けれど、本当に仲良くなりたかった人、付き合いが長い友人は、気が付けばルナお姉ちゃんのところにいた。


ルナお姉ちゃんが信頼している3人の友人は、私とも付き合いが長い。


だから、お茶に誘った。私は純粋に友達として遊びたいのに、「ルナを守りたい」と言って警戒されてきた。


そのときは、なんでだろうと不思議だった。


だから悔しくなった。お姉ちゃんと同時に知り合った人には、積極的に声をかけた。


派手な私に最初に目を引かれる。そして普通にセットとなる性的行動も付いてきた。裸の付き合いも、あっという間に2桁にのぼった。


そして女の子達は私に気に入られるために、ルナお姉ちゃんのことを『地味子』と呼んだ。


自称・伊集院親衛隊にも、塩対応の私と同時にルナお姉ちゃんの悪口を言う子が出てきた。


お姉ちゃんが寂しそうな顔をし始めた。


私と●ックスした男子もルナお姉ちゃんは、私と仲良くなるために利用したと言った。


醜い優越感がわいてしまった。最低だった。


つい・・お姉ちゃんへの悪口を止めなかった。


希少な男子にまで言い寄られて、浮かれすぎて、そして勝った気がして気遣いがなくなっていた。

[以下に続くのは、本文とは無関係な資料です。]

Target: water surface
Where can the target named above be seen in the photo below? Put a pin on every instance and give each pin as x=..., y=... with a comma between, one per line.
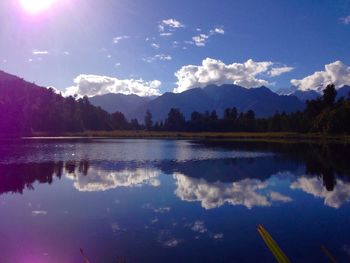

冤罪をかけられたお姉ちゃんのピンチの時さえ、電話で知らせてくれた友人の着信までシカトした。



そして、自分の足場が崩壊した。



薄っぺらい人間関係しか築いてなかったと自分で笑った。


そんな馬鹿な私を助けてくれた人がいた。


麗子だ。


最初、はっきり同情だと言われた。慰めてくれないけど、ご飯を作ってくれて一緒に食べた。


麗子は私の手を離さなかった。自動的にパン屋の手伝いも始めていた。やがて麗子とそういう関係になった。


今までと違う気持ちが込み上げてきた。


そんな時、ルナお姉ちゃんが勇太君を連れてパン屋に現れた。


偶然だった。勇太君は魅力的だけど、ルナお姉ちゃんに惚れているのが分かった。


そのイケてる勇太君が、まだ麗子にも未練があるという噂があった。ルナお姉ちゃん公認で2度目の告白をするという話も聞こえてきてた。


ガゼだったけどね・・。その時は焦った。


もし麗子が勇太君に告白されてOKすれば、当然ルナお姉ちゃんの近くにいる。そしてルナお姉ちゃんの良さに気付く。


私が本当に大事な人ばかり、みんなルナお姉ちゃんのモノになる。まさか麗子までって、不安を感じた。



そんな風に疑った私は馬鹿だった。


こんな私との関係を麗子は『真実の愛』だと人前で言ってくれた。


麗子って勉強ができるくせに、人を見る目がない。


なんで私を選ぶんだろう。こんな不良物件を・・


それに先走りすぎだよ、と思ったけど嬉しかった。



本当に嬉しかった。


そんで麗子の顔を見たとき、ハッとした。


私だけを見ていてくれる。



やっと分かった。私ってダメすぎる。


5月に糾弾されて色んなものが手からこぼれ落ちた。なのに、そこからの生活は夢中になれた。


私、欲しいものは手に入れていた。



麗子は、勇太君やルナお姉ちゃん、伊集院君と距離が縮まってもブレない。


私を一番に考えてくれる。


だから私は気付けた。


誰かのオンリーワンになりたかったんだ。



誠実でありたいと初めて思った。だから、勇太君みたいなことをする。


勇太くん以前はやらかしていた。


ゲスなときにやったことは消せないからと、希少な男子なのに女子に謝罪して回ったことが有名になっている。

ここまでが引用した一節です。